The path to reducing software vulnerabilities leads to AI

Tool proliferation has created a data volume challenge that is making it harder than ever to understand the security risks that really matter, which in turn makes it harder to secure the software development and deployment lifecycle. As threats continue to mount, this challenge will only get worse unless there is a better way of separating relevant risks from the background noise. Fortunately, AI now offers a solution

Data, data, and more data

Cybersecurity threats are ever evolving, and to prevent them or mitigate their impact, cybersecurity pros must have real-time insight into what is happening in their environments. This requires the analysis of the security scan reports, log files and data sets produced by a very fragmented set of tools used by security professionals, DevOps, network administrators, compliance and governance teams and others. In larger organizations, users in each of these groups often adopt a variety of overlapping tools, generating dozens of reports and log files with information in different formats, creating tremendous complexity for the security professionals who must manually review them when hunting for the cause of a security incident.

In the past, this manual review was feasible if tedious. Today, it’s impossible. In addition to the array of DevOps tools, including the security tools themselves, and the logs produced by different systems and applications, reliance on the cloud means a new set of logs to analyze. In AWS, for example, there are load balancers, firewalls and other monitoring systems, all generating huge log files.

Typically, as soon as software code enters the merge process, tools looking at the code immediately start generating extensive reports. Then there’s the build process, the basic vulnerability scanning process, the software composition analysis process (including open source dependencies) and more before the code goes into production. Next, the cloud-based infrastructure hosting the application generates another dozen or so additional sets of logs.

So just one application can create gigabytes of data in a relatively short time. And most organizations deploy multiple applications and rely on continuous deployments, leading to massive amounts of log data that can reach cloud scale.

In this environment, it’s impossible for manual reviews to distinguish valuable signals from all that noise and make meaningful correlations that point toward root causes — let alone reveal how to respond. Thus, incident response takes far too long, giving attackers more time to do damage while creating a greater public relations nightmare when the incident is finally made public. 

AI to the rescue

AI is the perfect technology to solve this problem. A properly trained AI model can cut through the noise to identify patterns and small bits of data that hold the key to an issue. AI applications can also pull huge amounts of data from disparate sources to identify patterns and make correlations that would never be apparent during a manual review.

Specifically, AI could help security professionals:

  1. Quickly identify where to look for a problem. For example, cloud environments have rules and best practices that should be followed (e.g., don’t leave ports open or run containers as a root), but various tools report errors related to these rules differently. AI can correlate the error messages from different tools and systems. 
  2. Prioritize what’s important. For example, AI can combine and analyze data related to deployment configuration in conjunction with the Exploit Prediction Scoring System (EPSS), the Common Vulnerability Scoring System (CVSS) and Knowledge of Exploit Vulnerability (KEV), enabling security teams to quickly prioritize the threats they should address first.

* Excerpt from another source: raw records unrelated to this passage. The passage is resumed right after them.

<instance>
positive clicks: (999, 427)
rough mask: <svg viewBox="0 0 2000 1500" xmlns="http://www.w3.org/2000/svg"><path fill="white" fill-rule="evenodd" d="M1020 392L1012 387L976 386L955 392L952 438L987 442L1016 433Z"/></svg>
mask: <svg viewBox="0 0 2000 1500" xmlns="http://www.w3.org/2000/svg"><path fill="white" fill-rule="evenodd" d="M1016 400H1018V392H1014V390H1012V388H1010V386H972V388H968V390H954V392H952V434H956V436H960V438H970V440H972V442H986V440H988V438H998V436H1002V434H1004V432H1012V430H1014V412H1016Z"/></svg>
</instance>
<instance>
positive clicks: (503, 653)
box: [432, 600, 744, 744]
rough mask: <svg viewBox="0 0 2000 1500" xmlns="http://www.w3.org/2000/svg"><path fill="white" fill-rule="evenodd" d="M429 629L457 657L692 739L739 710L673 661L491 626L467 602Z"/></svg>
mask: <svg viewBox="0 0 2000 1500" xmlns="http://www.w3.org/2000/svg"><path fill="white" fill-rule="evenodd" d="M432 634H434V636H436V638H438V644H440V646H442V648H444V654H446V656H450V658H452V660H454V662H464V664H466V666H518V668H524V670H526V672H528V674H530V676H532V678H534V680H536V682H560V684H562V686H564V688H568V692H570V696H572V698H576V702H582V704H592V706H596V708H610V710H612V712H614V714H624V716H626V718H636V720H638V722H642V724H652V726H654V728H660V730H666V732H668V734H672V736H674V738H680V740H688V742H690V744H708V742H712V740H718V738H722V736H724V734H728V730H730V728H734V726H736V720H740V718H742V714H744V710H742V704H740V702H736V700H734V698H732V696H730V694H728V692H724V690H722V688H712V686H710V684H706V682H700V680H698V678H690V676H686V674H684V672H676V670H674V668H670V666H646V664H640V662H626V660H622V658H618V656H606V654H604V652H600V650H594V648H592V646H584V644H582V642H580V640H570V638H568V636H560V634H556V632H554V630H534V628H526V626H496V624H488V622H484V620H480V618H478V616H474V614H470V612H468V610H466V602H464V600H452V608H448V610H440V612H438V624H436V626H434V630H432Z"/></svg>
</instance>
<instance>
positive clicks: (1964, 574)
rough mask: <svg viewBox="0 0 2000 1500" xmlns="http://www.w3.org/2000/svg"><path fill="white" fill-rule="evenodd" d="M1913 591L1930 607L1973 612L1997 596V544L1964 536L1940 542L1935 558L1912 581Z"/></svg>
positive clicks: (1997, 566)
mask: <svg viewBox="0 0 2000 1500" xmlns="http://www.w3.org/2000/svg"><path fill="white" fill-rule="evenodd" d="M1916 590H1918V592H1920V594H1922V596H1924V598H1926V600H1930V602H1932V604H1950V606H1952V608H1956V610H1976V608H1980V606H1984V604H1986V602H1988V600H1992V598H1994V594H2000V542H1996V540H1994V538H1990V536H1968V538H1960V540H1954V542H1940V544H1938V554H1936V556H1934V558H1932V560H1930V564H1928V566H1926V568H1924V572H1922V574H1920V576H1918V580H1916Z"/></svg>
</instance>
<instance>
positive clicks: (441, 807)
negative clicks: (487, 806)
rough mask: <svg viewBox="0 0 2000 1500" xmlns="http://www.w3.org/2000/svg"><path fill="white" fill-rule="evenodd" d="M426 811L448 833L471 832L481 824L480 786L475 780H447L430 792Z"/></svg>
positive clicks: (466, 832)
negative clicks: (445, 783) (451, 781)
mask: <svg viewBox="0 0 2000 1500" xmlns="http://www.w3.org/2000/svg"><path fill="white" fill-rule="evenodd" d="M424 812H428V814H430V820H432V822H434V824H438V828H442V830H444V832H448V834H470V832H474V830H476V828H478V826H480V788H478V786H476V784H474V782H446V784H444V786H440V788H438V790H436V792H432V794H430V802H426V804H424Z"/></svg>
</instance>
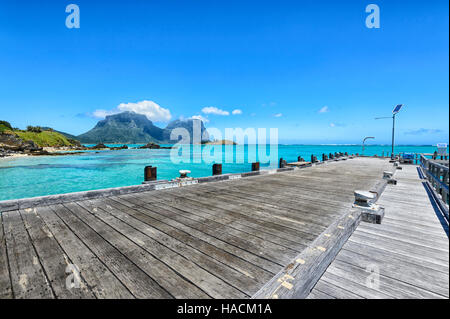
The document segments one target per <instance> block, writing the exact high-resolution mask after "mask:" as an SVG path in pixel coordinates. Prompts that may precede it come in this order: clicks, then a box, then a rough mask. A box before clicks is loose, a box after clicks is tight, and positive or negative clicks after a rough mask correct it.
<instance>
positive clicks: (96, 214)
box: [0, 158, 448, 298]
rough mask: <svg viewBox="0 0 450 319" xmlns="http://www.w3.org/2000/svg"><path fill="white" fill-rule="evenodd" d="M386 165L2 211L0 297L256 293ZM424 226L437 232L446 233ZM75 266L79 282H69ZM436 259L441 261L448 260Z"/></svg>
mask: <svg viewBox="0 0 450 319" xmlns="http://www.w3.org/2000/svg"><path fill="white" fill-rule="evenodd" d="M391 165H392V164H389V163H388V161H387V160H381V159H369V158H357V159H352V160H348V161H342V162H332V163H329V164H326V165H320V166H316V167H310V168H305V169H301V170H295V171H288V172H283V173H277V174H267V175H261V176H254V177H247V178H245V179H237V180H229V181H222V182H212V183H205V184H197V185H191V186H186V187H181V188H174V189H167V190H158V191H147V192H140V193H134V194H128V195H121V196H111V197H106V198H100V199H93V200H83V201H77V202H69V203H63V204H57V205H51V206H38V207H33V208H29V209H23V210H15V211H5V212H3V213H1V227H0V298H247V297H251V296H252V295H254V294H255V293H256V292H257V291H258V290H259V289H260V288H261V287H262V286H263V285H264V284H265V283H267V282H268V281H269V280H271V279H272V278H273V277H274V276H275V275H276V274H277V273H278V272H279V271H280V270H281V269H283V268H284V267H285V266H286V265H287V264H288V263H289V262H290V261H291V260H292V259H293V258H295V256H297V255H298V254H299V253H301V252H302V251H303V250H304V249H305V248H306V247H307V246H308V245H309V244H311V242H313V241H314V239H315V238H316V237H317V236H318V235H319V234H321V233H322V232H323V231H324V230H325V229H326V228H327V227H328V226H329V225H330V224H332V223H333V222H334V221H335V220H336V219H337V218H338V217H340V216H342V214H344V213H345V212H346V211H348V209H349V208H350V207H351V204H352V202H353V191H354V190H355V189H370V188H371V187H373V186H374V185H375V184H376V183H377V182H379V180H380V179H381V176H382V172H383V170H385V169H386V168H387V167H391ZM400 187H402V186H400ZM400 187H399V189H400ZM390 223H391V224H393V226H391V227H394V228H395V226H397V224H400V225H401V224H402V222H399V221H397V220H394V221H391V222H390ZM415 227H418V226H415ZM429 228H430V229H431V230H432V231H433V236H432V238H430V240H432V239H435V237H436V238H437V239H439V243H442V244H443V243H444V239H445V238H443V237H442V236H440V235H438V234H437V233H439V230H438V228H437V227H436V226H435V225H430V226H429ZM434 233H436V234H434ZM367 236H368V235H367ZM439 252H440V251H439ZM429 253H430V254H432V255H434V254H436V253H437V252H435V251H433V249H430V252H429ZM447 254H448V250H447ZM442 258H445V257H441V259H442ZM447 258H448V255H447ZM68 265H75V266H69V268H68ZM70 267H72V268H70ZM73 267H76V269H78V270H79V274H80V275H79V276H80V282H81V284H80V286H79V288H72V289H67V288H66V280H67V278H68V276H70V274H72V272H71V269H73ZM436 268H438V270H440V271H441V272H445V260H441V262H440V263H439V264H437V265H436ZM446 269H447V274H448V259H447V268H446Z"/></svg>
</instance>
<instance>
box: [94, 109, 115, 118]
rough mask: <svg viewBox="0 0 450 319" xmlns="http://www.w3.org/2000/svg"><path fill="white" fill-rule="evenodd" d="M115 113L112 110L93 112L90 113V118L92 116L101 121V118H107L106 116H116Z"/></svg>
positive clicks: (95, 111)
mask: <svg viewBox="0 0 450 319" xmlns="http://www.w3.org/2000/svg"><path fill="white" fill-rule="evenodd" d="M117 113H118V112H117V111H114V110H112V111H107V110H95V111H94V112H93V113H92V116H93V117H98V118H101V119H103V118H105V117H107V116H108V115H113V114H117Z"/></svg>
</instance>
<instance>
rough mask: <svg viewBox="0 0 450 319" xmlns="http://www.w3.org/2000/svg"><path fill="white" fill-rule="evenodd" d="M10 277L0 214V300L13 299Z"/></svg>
mask: <svg viewBox="0 0 450 319" xmlns="http://www.w3.org/2000/svg"><path fill="white" fill-rule="evenodd" d="M13 297H14V295H13V291H12V284H11V277H10V275H9V263H8V252H7V250H6V237H5V235H4V231H3V217H2V214H1V213H0V299H11V298H13Z"/></svg>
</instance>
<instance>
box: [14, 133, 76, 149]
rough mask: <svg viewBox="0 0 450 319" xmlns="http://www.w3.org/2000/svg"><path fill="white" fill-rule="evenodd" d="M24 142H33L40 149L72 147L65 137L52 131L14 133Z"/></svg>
mask: <svg viewBox="0 0 450 319" xmlns="http://www.w3.org/2000/svg"><path fill="white" fill-rule="evenodd" d="M14 133H15V134H16V135H18V136H19V137H20V138H21V139H22V140H24V141H29V140H30V141H33V142H34V143H35V144H36V145H38V146H40V147H45V146H52V147H61V146H72V145H74V144H73V143H71V142H70V141H69V140H68V139H67V138H66V137H65V136H63V135H61V134H59V133H57V132H52V131H42V132H40V133H36V132H28V131H14Z"/></svg>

Generative AI can also be used to make security assessments interactive, so the system can be queried in natural language, allowing staff with different backgrounds and skill sets to use the system effectively.

Is prevention possible?

A problem identified and fixed in a test environment never becomes a problem in a production environment. AI can be used early in the software development lifecycle to proactively identify obvious gaps in security or policy non-compliance, which if not addressed could become issues in production.

So yes, AI can enable some level of prevention. However, no matter how well trained a model may be and how many patterns it can recognize, unidentifiable threats will continually emerge because the possibilities are endless, and threat actors are hard at work on something new. This means the need for a fast, AI-powered reactive strategy will always exist.

Effective AI-powered software security risk detection is possible 

There is no technical challenge to using AI for software vulnerability detection. It’s a standard AI problem. However, AI works most effectively when models are trained on abundant data, and in this case, much of the data required for training is siloed in the hands of the various vendors. Each tool and each cloud platform has its own structures and types of messages they understand. Thus, vendors must make their data accessible via APIs, if they aren’t already doing so, enabling AI solutions to access, unify, and analyze all the available information.

The volume of security data will continue exploding for the foreseeable future, so using AI to improve software security isn’t just an option. It’s a necessity. And the sooner AI-powered solutions are delivered and adopted, the sooner security teams will achieve better overall risk management decisions, faster mean time to remediation and the ability to catch more problems before they cause harm.